Four soldiers of the 5th company of the Valmiera Infantry Regiment are buried in the fraternal cemetery - Jēkabs Sukse, Pēteris Leitlands, Ernests Puķītis and Gustavs Ozols, who fell in the battles near Zuši on April 2, 1919. The fifth soldier buried in the mid-1930s was Roberts Glazners, a soldier of the Valmiera Regiment who disappeared without a trace on March 31, 1919 near Jaunā muiža. Initially, he was buried as an unknown, but later his name was clarified and engraved on a monument. In turn, the fifth soldier who fell in the Battle of Zuši, Augusts Dzedons (Ziedons), is buried in the Apekalna cemetery.
A memorial plaque has been installed at the foot of the monument to Jānis Goldes (1891–1952), a participant in the Battle of Eels, who died in the communist concentration camp in Inta, Komi.
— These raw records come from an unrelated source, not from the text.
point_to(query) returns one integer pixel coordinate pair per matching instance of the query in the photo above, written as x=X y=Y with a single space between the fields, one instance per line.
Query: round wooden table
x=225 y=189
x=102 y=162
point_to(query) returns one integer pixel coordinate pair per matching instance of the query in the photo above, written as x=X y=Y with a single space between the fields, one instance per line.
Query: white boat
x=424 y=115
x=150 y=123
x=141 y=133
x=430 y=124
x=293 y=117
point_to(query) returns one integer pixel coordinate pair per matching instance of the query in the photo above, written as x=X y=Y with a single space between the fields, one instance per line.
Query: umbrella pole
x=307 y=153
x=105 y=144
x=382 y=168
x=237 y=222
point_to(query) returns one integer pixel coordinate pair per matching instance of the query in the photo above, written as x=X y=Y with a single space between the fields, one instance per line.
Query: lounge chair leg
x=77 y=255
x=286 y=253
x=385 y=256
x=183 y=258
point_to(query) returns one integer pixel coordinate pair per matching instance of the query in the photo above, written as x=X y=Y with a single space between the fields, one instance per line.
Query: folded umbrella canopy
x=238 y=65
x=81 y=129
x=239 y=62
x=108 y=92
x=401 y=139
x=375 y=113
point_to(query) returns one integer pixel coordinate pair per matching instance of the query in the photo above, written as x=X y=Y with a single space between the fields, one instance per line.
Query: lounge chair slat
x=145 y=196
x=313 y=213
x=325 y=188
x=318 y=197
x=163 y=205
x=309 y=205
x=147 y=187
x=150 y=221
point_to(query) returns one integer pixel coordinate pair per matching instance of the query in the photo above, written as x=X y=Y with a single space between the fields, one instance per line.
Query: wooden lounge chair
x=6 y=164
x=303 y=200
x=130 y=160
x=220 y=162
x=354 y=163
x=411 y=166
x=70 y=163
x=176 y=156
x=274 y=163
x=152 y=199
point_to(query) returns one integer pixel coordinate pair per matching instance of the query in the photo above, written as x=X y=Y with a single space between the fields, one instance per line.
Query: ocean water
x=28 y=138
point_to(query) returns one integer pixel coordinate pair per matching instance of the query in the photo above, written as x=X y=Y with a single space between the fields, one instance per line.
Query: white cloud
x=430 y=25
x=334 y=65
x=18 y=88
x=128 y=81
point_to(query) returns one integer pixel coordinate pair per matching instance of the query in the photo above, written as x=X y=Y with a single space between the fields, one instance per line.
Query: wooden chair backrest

The second memorial plaque, unveiled on August 23, 1992, is installed near one of the wooden crosses and is dedicated to Corporal Pēteris Jansons of the 7th Sigulda Infantry Regiment, who was murdered by the departing communists on July 7, 1941.
Used sources and references:
Lismanis, J. 1915-1920. In memory of battles and fallen soldiers: Memorial sites of the First World War and the Latvian Liberation Struggle. Riga 1999, p. 18.
History of Alūksne. End of the 19th century - January 2, 1920. Research materials of the Alūksne Museum. No. 4-13.
History of the Latvian Liberation War. Edited by: Peniķis, M. Vol. 1, Riga: Literatūra, 1938. pp. 156-178.
History of the Valmiera Infantry Regiment 1919-1929. Riga: Valters and Rapa, 1929. pp. 20-67.